What it does when replacement is foo | ||
---|---|---|
replace part | before | after |
tag | <blink>text</blink> | footextfoo |
tagname | <blink>text</blink> | <foo>text</foo> |
enclosed | <blink>text</blink> | <blink>foo</blink> |
attr | <a href="bla">..</a> | <a foo>..</a> |
attrval | <a href="bla">..</a> | <a href="foo">..</a> |
complete | <a href="bla">..</a> | foo |
If you specified zero or more than one attributes to match, 'attr' and 'attrvalue' replace the first occuring or matching attribute or nothing.
Xmlrewrite
Selector
An XML rewrite rule applies to one specific XML tag
and can replace (or delete) parts of or the complete tag.
The selector is a simplified XPath expression of the form
(/tag)+
where a tag is of the form
name([attr=val(,attr=val)*])?
.
Tag names, attributes and values are case sensitive.
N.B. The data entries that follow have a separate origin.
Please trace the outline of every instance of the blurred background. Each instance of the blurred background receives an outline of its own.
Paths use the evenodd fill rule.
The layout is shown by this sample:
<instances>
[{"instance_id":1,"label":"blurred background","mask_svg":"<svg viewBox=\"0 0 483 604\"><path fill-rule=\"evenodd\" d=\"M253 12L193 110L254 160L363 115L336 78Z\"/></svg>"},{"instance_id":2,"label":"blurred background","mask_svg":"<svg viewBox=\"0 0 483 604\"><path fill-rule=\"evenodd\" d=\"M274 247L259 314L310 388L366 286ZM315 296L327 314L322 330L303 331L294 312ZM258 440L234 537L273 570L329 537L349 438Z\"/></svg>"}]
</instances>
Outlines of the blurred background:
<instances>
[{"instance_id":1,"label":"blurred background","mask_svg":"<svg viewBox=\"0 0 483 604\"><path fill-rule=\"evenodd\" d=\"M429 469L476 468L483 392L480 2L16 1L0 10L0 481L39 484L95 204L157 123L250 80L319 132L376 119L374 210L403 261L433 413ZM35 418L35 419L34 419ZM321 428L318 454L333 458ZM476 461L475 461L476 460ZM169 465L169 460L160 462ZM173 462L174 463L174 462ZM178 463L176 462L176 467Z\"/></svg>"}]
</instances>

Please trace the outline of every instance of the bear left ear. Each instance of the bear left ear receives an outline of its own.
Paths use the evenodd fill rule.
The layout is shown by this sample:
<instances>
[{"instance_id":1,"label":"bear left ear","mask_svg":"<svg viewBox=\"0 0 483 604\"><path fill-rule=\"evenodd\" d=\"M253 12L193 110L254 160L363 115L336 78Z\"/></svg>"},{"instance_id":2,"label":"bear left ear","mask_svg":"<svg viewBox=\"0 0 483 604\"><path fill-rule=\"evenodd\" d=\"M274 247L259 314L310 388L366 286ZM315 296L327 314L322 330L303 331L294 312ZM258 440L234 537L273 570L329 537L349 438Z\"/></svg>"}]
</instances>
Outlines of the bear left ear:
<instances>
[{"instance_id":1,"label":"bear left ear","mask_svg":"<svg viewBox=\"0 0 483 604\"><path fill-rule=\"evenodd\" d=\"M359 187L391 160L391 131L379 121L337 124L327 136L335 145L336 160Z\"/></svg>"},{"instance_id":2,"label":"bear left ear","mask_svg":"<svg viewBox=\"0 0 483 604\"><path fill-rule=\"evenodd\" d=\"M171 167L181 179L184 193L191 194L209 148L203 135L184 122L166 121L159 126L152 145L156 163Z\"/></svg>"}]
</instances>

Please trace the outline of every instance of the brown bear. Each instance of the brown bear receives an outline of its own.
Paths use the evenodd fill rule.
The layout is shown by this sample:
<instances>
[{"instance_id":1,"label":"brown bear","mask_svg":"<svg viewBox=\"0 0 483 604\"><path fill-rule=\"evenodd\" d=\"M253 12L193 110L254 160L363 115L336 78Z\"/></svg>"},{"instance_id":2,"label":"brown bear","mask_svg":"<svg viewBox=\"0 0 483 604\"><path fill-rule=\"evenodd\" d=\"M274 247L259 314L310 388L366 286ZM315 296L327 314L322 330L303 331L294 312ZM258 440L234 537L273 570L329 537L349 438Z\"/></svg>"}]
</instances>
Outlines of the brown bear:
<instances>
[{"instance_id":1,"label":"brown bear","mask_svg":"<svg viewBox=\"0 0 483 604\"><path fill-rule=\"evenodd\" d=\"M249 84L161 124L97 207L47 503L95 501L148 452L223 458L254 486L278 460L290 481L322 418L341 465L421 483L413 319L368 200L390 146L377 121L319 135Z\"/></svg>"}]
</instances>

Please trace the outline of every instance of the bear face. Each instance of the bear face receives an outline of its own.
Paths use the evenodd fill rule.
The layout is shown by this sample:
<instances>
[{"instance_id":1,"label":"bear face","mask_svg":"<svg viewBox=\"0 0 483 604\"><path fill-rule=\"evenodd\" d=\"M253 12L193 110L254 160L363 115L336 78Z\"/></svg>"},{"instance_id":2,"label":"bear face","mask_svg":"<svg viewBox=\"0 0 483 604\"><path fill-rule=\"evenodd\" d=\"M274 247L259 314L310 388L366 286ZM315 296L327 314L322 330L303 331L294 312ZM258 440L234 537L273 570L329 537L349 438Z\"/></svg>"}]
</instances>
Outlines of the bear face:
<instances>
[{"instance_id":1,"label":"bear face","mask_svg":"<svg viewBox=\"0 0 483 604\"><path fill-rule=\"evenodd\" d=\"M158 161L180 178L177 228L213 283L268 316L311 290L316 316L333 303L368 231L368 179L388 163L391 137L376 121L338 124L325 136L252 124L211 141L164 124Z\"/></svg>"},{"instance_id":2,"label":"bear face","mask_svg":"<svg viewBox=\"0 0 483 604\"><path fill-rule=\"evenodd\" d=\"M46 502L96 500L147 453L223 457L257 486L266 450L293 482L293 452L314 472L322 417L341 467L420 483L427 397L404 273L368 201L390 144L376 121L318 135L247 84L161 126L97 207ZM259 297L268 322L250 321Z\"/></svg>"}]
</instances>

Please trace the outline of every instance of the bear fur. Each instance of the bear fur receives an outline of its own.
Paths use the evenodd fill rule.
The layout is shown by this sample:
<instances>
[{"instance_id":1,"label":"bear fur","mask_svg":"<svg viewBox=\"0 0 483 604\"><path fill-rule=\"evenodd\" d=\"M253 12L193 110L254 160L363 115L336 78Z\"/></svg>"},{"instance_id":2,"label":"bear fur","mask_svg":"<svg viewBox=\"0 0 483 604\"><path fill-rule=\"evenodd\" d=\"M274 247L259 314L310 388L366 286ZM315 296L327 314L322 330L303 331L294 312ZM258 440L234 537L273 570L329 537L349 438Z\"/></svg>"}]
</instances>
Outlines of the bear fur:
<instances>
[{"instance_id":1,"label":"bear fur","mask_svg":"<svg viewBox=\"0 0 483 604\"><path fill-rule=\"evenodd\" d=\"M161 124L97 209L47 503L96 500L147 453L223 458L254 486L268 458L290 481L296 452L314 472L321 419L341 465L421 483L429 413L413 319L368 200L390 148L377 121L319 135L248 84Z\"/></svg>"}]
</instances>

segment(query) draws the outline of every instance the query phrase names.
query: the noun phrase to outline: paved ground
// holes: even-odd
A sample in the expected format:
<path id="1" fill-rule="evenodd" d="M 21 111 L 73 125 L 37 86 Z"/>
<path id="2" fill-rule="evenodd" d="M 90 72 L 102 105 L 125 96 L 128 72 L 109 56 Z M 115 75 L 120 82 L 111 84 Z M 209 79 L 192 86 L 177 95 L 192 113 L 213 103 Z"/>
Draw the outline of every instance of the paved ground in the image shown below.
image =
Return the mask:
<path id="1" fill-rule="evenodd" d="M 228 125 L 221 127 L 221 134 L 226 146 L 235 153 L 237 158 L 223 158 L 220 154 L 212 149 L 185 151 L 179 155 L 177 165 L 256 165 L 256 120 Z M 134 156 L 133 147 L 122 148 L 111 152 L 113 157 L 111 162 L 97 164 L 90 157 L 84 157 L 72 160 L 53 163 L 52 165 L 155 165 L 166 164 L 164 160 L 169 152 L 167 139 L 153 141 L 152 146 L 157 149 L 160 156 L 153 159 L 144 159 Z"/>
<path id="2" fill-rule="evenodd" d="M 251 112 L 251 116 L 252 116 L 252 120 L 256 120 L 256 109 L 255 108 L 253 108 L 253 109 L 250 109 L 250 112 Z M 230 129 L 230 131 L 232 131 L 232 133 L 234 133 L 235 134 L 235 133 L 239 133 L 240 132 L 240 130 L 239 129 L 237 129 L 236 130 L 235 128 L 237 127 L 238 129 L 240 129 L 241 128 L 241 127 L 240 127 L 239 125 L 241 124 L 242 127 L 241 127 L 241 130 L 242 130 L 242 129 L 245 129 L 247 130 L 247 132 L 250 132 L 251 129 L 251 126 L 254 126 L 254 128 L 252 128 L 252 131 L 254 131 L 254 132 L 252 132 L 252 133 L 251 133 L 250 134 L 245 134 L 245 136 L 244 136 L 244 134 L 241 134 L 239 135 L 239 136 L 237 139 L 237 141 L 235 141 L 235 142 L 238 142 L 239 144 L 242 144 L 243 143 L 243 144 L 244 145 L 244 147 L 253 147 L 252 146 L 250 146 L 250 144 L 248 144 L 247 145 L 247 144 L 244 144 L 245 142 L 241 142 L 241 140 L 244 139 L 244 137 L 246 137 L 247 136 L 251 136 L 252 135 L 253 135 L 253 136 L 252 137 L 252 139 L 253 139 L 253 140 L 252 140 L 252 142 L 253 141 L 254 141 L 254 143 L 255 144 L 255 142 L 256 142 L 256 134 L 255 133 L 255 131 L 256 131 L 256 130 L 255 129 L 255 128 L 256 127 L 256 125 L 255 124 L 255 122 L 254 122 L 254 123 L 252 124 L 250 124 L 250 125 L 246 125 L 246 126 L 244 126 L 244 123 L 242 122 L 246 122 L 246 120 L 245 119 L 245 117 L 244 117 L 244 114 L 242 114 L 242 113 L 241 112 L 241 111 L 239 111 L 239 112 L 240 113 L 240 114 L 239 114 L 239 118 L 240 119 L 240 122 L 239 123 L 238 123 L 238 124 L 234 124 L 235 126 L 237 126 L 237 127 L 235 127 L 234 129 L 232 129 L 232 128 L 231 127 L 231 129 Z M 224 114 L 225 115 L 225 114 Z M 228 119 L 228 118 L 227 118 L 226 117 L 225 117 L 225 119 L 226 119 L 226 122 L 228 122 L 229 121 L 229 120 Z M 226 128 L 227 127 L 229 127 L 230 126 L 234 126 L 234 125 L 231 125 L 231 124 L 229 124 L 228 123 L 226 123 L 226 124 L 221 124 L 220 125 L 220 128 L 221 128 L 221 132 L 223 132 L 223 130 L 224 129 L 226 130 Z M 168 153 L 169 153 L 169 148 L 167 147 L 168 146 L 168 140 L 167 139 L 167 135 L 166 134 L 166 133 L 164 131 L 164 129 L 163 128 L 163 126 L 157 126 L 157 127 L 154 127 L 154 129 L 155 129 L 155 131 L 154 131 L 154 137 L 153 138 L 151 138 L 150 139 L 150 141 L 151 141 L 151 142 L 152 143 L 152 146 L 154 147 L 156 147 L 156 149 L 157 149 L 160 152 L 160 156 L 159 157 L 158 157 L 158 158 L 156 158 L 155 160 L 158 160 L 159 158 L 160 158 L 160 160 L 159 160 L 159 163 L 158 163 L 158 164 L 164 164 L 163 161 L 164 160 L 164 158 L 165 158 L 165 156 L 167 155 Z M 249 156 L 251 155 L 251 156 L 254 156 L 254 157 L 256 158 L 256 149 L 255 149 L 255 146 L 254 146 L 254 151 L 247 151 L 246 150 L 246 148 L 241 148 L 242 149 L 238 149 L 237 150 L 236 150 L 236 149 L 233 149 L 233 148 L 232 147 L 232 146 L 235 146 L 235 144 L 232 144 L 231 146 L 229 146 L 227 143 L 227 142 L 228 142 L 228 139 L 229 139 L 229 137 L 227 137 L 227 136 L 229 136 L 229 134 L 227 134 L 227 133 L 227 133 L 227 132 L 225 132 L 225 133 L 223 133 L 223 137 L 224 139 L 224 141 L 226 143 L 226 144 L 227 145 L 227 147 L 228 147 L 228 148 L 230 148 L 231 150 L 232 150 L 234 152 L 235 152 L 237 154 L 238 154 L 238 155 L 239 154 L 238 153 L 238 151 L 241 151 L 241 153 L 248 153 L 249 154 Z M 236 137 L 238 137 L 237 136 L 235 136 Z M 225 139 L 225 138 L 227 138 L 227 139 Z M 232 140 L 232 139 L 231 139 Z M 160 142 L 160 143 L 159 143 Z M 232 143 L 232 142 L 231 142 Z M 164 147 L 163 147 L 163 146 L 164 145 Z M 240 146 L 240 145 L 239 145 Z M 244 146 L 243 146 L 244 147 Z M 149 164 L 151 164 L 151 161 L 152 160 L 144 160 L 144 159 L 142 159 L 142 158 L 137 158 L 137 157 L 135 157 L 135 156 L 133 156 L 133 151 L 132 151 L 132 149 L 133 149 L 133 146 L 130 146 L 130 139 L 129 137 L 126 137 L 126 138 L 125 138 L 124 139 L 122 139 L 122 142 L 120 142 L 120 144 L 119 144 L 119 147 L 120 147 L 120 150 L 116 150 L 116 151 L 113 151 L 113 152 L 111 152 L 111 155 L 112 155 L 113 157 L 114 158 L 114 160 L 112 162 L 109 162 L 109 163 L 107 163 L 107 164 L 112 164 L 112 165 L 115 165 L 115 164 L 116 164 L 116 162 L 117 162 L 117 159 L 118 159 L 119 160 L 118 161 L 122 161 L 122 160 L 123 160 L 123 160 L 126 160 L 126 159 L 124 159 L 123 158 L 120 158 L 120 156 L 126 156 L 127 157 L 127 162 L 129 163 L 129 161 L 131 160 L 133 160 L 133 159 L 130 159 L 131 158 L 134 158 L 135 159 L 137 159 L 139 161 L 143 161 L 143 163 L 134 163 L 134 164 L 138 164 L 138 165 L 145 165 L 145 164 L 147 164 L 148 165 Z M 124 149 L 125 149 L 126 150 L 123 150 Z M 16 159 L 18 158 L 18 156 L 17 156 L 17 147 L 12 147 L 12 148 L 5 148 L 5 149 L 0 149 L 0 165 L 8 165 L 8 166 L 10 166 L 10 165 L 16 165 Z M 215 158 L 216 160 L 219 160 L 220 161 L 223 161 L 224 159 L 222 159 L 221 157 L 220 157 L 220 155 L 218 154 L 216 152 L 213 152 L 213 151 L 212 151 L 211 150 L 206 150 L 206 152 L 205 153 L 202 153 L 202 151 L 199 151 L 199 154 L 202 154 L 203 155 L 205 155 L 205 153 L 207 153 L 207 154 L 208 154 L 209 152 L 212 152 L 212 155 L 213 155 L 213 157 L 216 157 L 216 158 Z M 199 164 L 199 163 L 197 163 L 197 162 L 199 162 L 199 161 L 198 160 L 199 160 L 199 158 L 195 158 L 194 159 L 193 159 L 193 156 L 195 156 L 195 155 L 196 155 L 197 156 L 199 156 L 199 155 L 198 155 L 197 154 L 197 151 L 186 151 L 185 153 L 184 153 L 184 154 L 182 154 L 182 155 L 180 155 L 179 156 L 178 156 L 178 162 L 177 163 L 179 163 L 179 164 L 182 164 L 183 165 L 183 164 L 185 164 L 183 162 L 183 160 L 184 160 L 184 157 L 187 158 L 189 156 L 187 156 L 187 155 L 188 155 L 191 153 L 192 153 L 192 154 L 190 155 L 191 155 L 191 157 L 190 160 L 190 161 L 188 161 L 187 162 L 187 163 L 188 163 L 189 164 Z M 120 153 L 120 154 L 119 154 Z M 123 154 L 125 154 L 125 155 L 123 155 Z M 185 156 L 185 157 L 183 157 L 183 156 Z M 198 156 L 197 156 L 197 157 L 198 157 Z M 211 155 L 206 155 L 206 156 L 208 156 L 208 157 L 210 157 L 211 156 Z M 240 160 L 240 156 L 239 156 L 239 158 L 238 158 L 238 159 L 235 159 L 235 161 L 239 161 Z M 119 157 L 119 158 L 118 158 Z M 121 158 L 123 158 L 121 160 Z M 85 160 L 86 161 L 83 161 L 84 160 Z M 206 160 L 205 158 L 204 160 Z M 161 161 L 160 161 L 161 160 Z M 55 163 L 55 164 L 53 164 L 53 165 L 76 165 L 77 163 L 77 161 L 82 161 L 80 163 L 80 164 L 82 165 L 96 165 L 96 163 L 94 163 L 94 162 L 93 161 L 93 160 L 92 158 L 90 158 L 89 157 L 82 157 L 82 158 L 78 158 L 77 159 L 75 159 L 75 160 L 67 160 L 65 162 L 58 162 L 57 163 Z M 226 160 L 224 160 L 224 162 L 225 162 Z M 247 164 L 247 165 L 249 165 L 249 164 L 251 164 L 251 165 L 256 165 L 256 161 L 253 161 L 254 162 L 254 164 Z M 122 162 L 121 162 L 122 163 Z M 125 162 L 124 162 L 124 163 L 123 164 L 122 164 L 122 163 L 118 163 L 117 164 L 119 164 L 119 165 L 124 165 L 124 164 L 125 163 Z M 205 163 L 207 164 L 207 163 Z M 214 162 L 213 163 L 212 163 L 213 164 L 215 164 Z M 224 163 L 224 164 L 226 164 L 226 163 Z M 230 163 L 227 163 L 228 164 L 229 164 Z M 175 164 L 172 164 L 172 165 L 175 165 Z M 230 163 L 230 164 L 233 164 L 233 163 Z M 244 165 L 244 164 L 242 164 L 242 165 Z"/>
Example: /rss/channel/item/description
selects the
<description>
XML tag in an RSS new feed.
Action
Defined replacement types | ||
---|---|---|
replace type | replace value | action |
rsshtml | unused | Assumes all text content inside the XML tag is HTML. Only allows certain HTML tags, and filters the HTML data with the Htmlrewrite rules. |
remove | unused | Removes the complete selected XML tag and its content. |
Replace
Replace regular expressions in HTML or JavaScript pages.
Block
A block rule specifies regular expressions for urls
which must be blocked.
The replacement URL specifies the URL to show when the block matches. If none
is given a default block message is shown.
Back references to matched subgroups can be specified in the replacement
url with a backslash and the subgroup number (ie. \1, \2, ...).
Blockdomains
Block a list of domains. The domain list is stored in an extern compressed file.
Blockurls
Block a list of URLs. The URL list is stored in an extern compressed file.
Allow
An allow rule specifies regular expressions for urls which must be allowed, even if a matching block rule exists.
Allowdomains
Allow a list of domains. The domain list is stored in an extern compressed file.
Allowurls
Allow a list of URLs. The URL list is stored in an extern compressed file.
Header
Modify HTTP headers. If the replacement value is empty, the header is deleted, else it gets replaced or added if it did not exist before.
Image
Block images with a certain size by replacing them with a transparent 1x1 image.
Javascript
Execute and filter JavaScript (JS) in HTML pages using the integrated Spidermonkey JS engine. The filter deletes popups and places dynamic content emitted with document.write() into the HTML file.
Nocomments
Remove comments from HTML source. Comments inside <script> or <style> tags are not removed.
Rating
One activated Rating rule enables the content rating system in WebCleaner. Several distinct content rating services including the one defined by WebCleaner itself can be configured.
Antivirus
One activated Antivirus rule enables the virus filtering for the VirusFilter module.